Durante un momento, Brunetti se obligó a sí mismo a considerar que el signor La Capra podía muy bien ser lo que parecía: un hombre acaudalado que había comprado y restaurado un palazzo del Gran Canal. Pero no podía dejar de recordar que en el despacho de Semenzato estaban las huellas dactilares de Salvatore La Capra ni que La Capra padre y Semenzato habían visitado al mismo tiempo varias ciudades. ¿Coincidencia? Qué absurdo.
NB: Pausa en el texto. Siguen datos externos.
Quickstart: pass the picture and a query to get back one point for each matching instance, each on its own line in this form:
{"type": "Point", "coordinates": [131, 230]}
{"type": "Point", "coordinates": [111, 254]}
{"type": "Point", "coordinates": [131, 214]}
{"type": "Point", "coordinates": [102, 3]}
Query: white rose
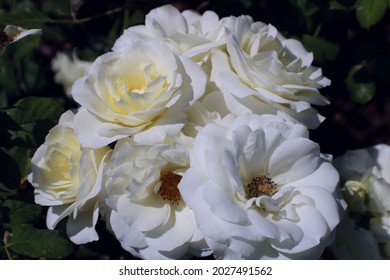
{"type": "Point", "coordinates": [67, 71]}
{"type": "Point", "coordinates": [140, 91]}
{"type": "Point", "coordinates": [261, 189]}
{"type": "Point", "coordinates": [186, 33]}
{"type": "Point", "coordinates": [261, 72]}
{"type": "Point", "coordinates": [67, 178]}
{"type": "Point", "coordinates": [146, 211]}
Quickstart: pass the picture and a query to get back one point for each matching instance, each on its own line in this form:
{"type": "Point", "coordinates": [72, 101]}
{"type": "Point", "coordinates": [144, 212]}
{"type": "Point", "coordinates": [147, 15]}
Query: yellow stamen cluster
{"type": "Point", "coordinates": [169, 187]}
{"type": "Point", "coordinates": [262, 185]}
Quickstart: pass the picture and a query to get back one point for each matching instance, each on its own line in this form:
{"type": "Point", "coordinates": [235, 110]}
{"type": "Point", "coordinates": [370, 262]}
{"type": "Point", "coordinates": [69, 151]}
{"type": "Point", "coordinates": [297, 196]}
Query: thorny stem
{"type": "Point", "coordinates": [6, 237]}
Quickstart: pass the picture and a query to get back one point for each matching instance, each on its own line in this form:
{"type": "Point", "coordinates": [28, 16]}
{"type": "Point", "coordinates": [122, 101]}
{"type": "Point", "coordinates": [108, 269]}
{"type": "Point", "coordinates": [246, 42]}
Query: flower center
{"type": "Point", "coordinates": [169, 187]}
{"type": "Point", "coordinates": [262, 185]}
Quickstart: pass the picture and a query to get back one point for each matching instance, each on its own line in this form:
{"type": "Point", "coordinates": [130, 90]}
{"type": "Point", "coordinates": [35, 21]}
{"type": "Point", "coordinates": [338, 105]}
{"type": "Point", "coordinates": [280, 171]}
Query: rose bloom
{"type": "Point", "coordinates": [67, 70]}
{"type": "Point", "coordinates": [145, 210]}
{"type": "Point", "coordinates": [140, 91]}
{"type": "Point", "coordinates": [260, 189]}
{"type": "Point", "coordinates": [67, 178]}
{"type": "Point", "coordinates": [186, 32]}
{"type": "Point", "coordinates": [262, 72]}
{"type": "Point", "coordinates": [366, 184]}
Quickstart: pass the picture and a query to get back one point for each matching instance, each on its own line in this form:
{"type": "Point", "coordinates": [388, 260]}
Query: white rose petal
{"type": "Point", "coordinates": [67, 71]}
{"type": "Point", "coordinates": [131, 91]}
{"type": "Point", "coordinates": [260, 189]}
{"type": "Point", "coordinates": [146, 212]}
{"type": "Point", "coordinates": [67, 178]}
{"type": "Point", "coordinates": [262, 72]}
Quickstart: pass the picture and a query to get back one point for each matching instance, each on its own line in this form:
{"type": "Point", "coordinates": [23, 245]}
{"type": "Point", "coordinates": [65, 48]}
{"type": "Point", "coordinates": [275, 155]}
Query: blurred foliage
{"type": "Point", "coordinates": [349, 39]}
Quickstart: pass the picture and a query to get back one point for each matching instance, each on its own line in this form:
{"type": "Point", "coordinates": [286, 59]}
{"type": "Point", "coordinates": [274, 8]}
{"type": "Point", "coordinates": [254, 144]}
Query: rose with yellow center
{"type": "Point", "coordinates": [146, 211]}
{"type": "Point", "coordinates": [67, 178]}
{"type": "Point", "coordinates": [141, 91]}
{"type": "Point", "coordinates": [261, 189]}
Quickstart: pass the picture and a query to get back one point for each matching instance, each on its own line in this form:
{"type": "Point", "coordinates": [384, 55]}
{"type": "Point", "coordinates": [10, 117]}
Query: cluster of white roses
{"type": "Point", "coordinates": [191, 140]}
{"type": "Point", "coordinates": [365, 176]}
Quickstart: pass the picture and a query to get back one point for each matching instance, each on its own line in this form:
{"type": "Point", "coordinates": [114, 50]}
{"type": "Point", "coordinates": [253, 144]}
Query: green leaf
{"type": "Point", "coordinates": [323, 49]}
{"type": "Point", "coordinates": [25, 18]}
{"type": "Point", "coordinates": [35, 116]}
{"type": "Point", "coordinates": [39, 243]}
{"type": "Point", "coordinates": [22, 212]}
{"type": "Point", "coordinates": [369, 12]}
{"type": "Point", "coordinates": [381, 69]}
{"type": "Point", "coordinates": [361, 88]}
{"type": "Point", "coordinates": [9, 171]}
{"type": "Point", "coordinates": [22, 157]}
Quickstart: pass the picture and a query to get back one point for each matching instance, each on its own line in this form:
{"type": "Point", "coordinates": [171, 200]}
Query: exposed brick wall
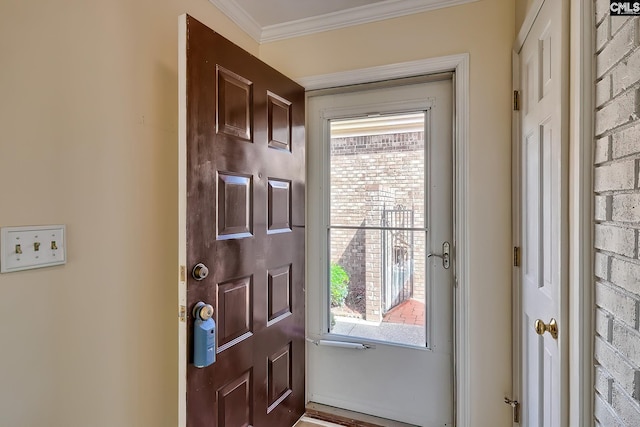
{"type": "Point", "coordinates": [369, 174]}
{"type": "Point", "coordinates": [617, 216]}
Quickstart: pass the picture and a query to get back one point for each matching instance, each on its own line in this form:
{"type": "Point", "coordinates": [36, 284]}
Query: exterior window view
{"type": "Point", "coordinates": [377, 231]}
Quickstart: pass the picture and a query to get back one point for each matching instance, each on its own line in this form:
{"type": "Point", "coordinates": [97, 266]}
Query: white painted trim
{"type": "Point", "coordinates": [355, 16]}
{"type": "Point", "coordinates": [527, 24]}
{"type": "Point", "coordinates": [240, 17]}
{"type": "Point", "coordinates": [331, 21]}
{"type": "Point", "coordinates": [380, 73]}
{"type": "Point", "coordinates": [581, 299]}
{"type": "Point", "coordinates": [459, 64]}
{"type": "Point", "coordinates": [182, 217]}
{"type": "Point", "coordinates": [516, 229]}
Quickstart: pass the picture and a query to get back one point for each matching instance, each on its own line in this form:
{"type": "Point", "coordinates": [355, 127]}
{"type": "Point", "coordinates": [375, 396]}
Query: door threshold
{"type": "Point", "coordinates": [330, 416]}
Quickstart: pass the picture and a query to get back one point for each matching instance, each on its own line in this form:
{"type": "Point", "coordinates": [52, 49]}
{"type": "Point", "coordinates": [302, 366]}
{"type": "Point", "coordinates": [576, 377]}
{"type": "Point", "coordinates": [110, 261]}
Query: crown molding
{"type": "Point", "coordinates": [330, 21]}
{"type": "Point", "coordinates": [355, 16]}
{"type": "Point", "coordinates": [240, 16]}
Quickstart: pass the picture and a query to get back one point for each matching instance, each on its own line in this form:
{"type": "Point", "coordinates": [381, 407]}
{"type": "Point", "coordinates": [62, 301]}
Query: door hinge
{"type": "Point", "coordinates": [515, 406]}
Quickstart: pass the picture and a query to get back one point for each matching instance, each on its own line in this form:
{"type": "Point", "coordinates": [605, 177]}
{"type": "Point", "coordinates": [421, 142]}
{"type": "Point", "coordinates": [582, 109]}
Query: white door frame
{"type": "Point", "coordinates": [581, 134]}
{"type": "Point", "coordinates": [460, 65]}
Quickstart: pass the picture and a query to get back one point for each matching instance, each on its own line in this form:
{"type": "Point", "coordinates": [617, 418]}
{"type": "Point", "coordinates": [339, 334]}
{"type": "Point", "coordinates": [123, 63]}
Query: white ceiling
{"type": "Point", "coordinates": [271, 20]}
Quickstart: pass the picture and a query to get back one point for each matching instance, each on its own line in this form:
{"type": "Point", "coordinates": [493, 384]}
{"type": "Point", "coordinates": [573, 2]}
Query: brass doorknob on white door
{"type": "Point", "coordinates": [551, 327]}
{"type": "Point", "coordinates": [200, 271]}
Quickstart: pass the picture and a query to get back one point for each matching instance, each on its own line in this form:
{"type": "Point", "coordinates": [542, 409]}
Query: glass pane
{"type": "Point", "coordinates": [377, 163]}
{"type": "Point", "coordinates": [378, 284]}
{"type": "Point", "coordinates": [377, 183]}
Scattalon le había dicho que La Capra residía en el palazzo. Quizá hubiera llegado el momento de que el representante de uno de los estamentos oficiales de la ciudad fuera a saludar al nuevo residente para intercambiar impresiones acerca de la necesidad de adoptar medidas de seguridad en estos tiempos en que, lamentablemente, la criminalidad estaba en auge.